Bienvenue à Vernante, le village de Pinocchio !

Par @Culturebox
Mis à jour le 06/12/2016 à 06H30, publié le 18/06/2013 à 16H13
L'une des 400 fresques murales que l'on peut admirer à Vernante.

L'une des 400 fresques murales que l'on peut admirer à Vernante.

© DR

C'est l'un des personnages les plus connus de la littérature pour enfants. En Italie où il est né à la fin du 19e siècle, Pinocchio fait l'objet d'un véritable culte. Notamment à Vernante, petite ville du Piémont où quasiment chaque maison et monument de la ville rend hommage au petit pantin de bois.

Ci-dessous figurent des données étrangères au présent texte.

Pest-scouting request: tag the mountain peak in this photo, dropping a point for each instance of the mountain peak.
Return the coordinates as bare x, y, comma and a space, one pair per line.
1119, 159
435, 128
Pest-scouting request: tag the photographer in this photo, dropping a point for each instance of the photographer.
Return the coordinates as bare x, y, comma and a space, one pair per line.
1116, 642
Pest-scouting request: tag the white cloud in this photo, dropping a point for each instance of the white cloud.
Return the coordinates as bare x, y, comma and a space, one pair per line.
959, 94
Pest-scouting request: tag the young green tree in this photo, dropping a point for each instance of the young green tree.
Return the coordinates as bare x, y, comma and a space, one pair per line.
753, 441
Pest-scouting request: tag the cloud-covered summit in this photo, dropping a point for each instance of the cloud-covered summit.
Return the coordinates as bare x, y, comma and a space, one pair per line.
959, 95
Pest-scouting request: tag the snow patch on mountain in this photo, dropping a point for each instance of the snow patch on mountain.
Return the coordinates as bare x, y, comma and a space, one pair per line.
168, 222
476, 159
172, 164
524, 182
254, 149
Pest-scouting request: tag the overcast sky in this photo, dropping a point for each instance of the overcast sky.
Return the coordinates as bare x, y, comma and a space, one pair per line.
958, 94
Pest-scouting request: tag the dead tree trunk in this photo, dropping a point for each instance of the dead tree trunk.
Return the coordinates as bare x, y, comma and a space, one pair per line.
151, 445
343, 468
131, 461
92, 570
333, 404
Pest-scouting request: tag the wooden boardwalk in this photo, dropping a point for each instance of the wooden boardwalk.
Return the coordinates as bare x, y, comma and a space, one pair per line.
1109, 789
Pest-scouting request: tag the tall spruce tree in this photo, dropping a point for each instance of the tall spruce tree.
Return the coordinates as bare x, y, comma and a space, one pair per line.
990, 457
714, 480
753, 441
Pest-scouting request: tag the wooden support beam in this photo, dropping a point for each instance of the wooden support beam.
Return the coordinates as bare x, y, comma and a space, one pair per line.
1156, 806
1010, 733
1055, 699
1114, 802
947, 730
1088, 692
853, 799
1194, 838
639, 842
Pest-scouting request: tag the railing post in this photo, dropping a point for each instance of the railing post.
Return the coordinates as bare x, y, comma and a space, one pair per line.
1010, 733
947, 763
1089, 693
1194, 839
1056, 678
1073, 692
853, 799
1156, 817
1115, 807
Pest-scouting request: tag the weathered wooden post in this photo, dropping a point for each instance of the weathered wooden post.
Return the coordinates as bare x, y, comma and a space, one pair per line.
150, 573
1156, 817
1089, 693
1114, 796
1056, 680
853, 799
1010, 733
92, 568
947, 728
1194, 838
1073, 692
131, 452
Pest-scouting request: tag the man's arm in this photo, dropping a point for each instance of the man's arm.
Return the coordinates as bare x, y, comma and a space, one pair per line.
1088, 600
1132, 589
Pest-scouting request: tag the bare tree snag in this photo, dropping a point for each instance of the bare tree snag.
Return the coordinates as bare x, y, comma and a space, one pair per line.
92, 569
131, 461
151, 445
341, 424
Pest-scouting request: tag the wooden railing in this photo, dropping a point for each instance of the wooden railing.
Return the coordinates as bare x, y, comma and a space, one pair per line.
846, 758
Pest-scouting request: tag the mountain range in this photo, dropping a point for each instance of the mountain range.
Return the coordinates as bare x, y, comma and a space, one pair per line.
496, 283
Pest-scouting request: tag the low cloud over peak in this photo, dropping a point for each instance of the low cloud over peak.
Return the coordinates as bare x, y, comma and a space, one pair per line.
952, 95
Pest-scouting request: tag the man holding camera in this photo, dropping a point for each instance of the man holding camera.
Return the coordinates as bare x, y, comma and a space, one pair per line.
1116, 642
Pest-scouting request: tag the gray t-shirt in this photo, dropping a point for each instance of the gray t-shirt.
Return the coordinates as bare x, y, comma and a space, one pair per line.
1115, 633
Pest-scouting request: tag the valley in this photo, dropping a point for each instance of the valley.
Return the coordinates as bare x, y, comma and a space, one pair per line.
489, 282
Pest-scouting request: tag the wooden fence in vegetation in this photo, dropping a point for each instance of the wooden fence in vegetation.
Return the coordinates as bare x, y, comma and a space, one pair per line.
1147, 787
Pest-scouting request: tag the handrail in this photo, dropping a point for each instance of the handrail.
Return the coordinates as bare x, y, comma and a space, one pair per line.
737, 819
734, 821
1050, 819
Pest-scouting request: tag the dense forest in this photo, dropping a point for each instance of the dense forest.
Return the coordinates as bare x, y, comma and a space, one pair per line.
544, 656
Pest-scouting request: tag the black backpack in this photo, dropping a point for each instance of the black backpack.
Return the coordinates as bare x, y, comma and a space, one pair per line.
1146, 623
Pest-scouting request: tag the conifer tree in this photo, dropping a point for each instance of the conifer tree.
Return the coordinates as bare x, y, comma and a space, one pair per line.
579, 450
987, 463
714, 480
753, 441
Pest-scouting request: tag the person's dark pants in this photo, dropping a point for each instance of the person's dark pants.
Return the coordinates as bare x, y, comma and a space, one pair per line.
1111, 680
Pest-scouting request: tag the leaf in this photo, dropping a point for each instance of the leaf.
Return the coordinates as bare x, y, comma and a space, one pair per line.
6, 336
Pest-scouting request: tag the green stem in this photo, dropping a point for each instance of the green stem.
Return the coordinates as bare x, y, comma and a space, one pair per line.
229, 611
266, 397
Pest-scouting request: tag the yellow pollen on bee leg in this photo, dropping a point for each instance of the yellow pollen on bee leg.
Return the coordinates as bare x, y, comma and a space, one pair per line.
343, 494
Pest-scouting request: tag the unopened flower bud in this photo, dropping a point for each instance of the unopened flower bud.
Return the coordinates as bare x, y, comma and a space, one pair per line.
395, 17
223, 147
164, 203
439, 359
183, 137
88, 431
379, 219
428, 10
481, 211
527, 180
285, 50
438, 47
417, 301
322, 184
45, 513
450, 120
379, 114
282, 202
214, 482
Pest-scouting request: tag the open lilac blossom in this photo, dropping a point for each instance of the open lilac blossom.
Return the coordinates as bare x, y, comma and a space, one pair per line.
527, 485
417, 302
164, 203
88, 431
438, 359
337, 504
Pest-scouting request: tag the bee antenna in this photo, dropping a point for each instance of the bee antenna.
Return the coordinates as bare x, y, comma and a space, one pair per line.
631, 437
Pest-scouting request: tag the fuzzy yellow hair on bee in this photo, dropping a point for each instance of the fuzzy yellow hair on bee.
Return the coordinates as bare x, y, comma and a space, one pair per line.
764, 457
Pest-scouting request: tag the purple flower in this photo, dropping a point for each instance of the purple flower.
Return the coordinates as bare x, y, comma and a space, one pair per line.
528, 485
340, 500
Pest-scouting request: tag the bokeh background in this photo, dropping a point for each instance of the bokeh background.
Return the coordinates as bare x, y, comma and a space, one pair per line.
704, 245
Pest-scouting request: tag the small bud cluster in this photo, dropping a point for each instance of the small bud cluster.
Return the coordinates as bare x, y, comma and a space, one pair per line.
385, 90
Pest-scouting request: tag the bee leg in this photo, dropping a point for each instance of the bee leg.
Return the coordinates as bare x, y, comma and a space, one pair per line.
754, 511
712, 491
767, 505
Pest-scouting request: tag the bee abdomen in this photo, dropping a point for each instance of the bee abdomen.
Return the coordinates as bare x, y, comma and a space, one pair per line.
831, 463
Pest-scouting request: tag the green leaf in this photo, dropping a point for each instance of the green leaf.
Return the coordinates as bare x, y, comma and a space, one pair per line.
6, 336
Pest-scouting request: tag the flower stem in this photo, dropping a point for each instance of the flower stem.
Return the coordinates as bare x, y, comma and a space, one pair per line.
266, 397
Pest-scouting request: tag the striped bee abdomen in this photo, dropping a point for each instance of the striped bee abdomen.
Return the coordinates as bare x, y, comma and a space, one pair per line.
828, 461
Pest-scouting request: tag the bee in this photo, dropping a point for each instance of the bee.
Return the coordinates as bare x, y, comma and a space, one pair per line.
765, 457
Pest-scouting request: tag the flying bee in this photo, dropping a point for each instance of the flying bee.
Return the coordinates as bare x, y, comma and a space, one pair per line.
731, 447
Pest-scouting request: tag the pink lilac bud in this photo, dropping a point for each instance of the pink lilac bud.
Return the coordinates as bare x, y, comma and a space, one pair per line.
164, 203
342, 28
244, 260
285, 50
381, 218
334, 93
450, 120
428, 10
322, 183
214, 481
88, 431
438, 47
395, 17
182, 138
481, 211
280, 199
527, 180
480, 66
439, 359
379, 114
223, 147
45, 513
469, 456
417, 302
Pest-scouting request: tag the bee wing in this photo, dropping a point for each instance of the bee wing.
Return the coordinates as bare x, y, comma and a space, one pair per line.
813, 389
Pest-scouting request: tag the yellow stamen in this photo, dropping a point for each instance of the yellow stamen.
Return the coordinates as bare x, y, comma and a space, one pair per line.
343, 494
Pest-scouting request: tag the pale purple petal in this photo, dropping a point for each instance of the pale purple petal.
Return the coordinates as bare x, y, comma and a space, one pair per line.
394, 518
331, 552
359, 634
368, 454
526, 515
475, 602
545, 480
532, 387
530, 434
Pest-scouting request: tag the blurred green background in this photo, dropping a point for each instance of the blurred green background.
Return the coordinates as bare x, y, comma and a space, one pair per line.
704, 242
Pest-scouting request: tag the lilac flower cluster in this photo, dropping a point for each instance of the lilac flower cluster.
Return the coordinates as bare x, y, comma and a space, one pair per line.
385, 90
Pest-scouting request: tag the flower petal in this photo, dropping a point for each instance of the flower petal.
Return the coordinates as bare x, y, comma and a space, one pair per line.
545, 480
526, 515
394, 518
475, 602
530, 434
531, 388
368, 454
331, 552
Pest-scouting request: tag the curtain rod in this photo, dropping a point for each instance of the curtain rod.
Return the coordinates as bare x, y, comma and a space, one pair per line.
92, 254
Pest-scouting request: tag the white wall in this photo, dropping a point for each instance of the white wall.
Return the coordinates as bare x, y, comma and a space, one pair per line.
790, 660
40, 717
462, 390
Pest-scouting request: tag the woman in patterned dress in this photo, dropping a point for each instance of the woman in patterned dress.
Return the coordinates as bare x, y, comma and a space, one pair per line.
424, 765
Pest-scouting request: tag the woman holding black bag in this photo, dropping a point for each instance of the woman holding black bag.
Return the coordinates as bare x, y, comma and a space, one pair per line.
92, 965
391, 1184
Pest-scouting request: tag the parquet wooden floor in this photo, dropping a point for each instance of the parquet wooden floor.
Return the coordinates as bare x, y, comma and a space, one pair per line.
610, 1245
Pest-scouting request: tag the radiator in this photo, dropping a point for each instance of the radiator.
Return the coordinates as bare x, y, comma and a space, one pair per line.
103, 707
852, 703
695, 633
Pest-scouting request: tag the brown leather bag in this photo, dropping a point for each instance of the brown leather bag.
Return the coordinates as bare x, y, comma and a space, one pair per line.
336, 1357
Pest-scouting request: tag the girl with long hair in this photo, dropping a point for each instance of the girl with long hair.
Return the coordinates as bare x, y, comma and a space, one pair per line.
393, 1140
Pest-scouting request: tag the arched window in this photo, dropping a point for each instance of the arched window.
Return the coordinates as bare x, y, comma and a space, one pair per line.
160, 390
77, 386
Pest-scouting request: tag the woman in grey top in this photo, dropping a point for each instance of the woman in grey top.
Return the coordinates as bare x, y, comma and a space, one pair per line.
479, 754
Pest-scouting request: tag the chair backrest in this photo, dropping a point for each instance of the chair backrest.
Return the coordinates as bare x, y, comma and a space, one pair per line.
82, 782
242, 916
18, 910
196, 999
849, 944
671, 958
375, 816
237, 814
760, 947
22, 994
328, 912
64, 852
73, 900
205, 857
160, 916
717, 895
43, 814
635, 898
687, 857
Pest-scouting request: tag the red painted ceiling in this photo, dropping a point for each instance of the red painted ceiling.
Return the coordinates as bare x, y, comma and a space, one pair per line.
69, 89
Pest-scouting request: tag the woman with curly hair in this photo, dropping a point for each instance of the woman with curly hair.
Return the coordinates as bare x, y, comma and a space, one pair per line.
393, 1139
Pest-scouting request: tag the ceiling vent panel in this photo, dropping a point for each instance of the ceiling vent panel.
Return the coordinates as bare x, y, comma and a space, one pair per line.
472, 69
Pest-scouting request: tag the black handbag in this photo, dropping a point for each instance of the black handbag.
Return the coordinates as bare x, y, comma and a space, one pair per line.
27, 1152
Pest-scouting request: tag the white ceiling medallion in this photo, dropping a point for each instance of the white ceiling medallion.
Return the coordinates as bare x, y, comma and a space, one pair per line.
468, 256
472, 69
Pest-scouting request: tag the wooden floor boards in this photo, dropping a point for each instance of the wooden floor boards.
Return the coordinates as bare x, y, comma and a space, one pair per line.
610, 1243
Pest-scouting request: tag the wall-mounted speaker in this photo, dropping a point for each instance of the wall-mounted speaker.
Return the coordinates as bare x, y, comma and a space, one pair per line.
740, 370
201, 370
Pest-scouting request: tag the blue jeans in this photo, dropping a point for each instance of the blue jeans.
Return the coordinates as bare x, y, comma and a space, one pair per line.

https://videos.francetv.fr/video/NI_135821@Culture

Reportage : C.Fazi/J-M.Sara/J.Gross

A Vernante petite ville du Piémont italien, vous ne pouvez pas échapper à Pinocchio. Le pantin inventé en 1883 par l'écrivain Carlo Collodi est à chaque coin de rue. Au sens littéral du terme. Depuis 1989, les habitants se sont mis à peindre des fresques murales contant les aventures du plus célèbre des petits menteurs. Tout est parti d'un voyage en Bavière de l'ancien facteur, Bruno Carletto dit Carlet. Impressionné par les façades peintes des maisons allemandes, cet artiste amateur a commencé à rendre hommage à la star locale, l'illustrateur Attilio Mussino. Cet enfant du pays a été le premier à donner un visage au personnage de Collodi. Cette petite bouille ronde couronnée d'un chapeau pointu reprise notamment par Walt Disney, c'est à lui qu'on la doit.

Pinocchio, un emblème national 

Aujourd'hui ce sont 400 fresques qui décorent la plupart des maisons et monuments de Vernante. Une curiosité qui est devenue une véritable attraction touristique. On vient de partout en Italie mais aussi de la France toute proche (le village se situe à quelques dizaines de km seulement de la frontière) pour admirer ces peintures qui raconte les mésaventures de Pinocchio. Des mésaventures qui, le saviez-vous, ont servi de noirs desseins.
Dans l'entre deux guerres, l'histoire de ce petit pantin menteur et attiré par la "mauvaise voie" a servi la propagande fasciste. (à lire sur ce sujet "Pinocchio en chemise noire" de Luciano Curreri -Ed. Nerosubianco).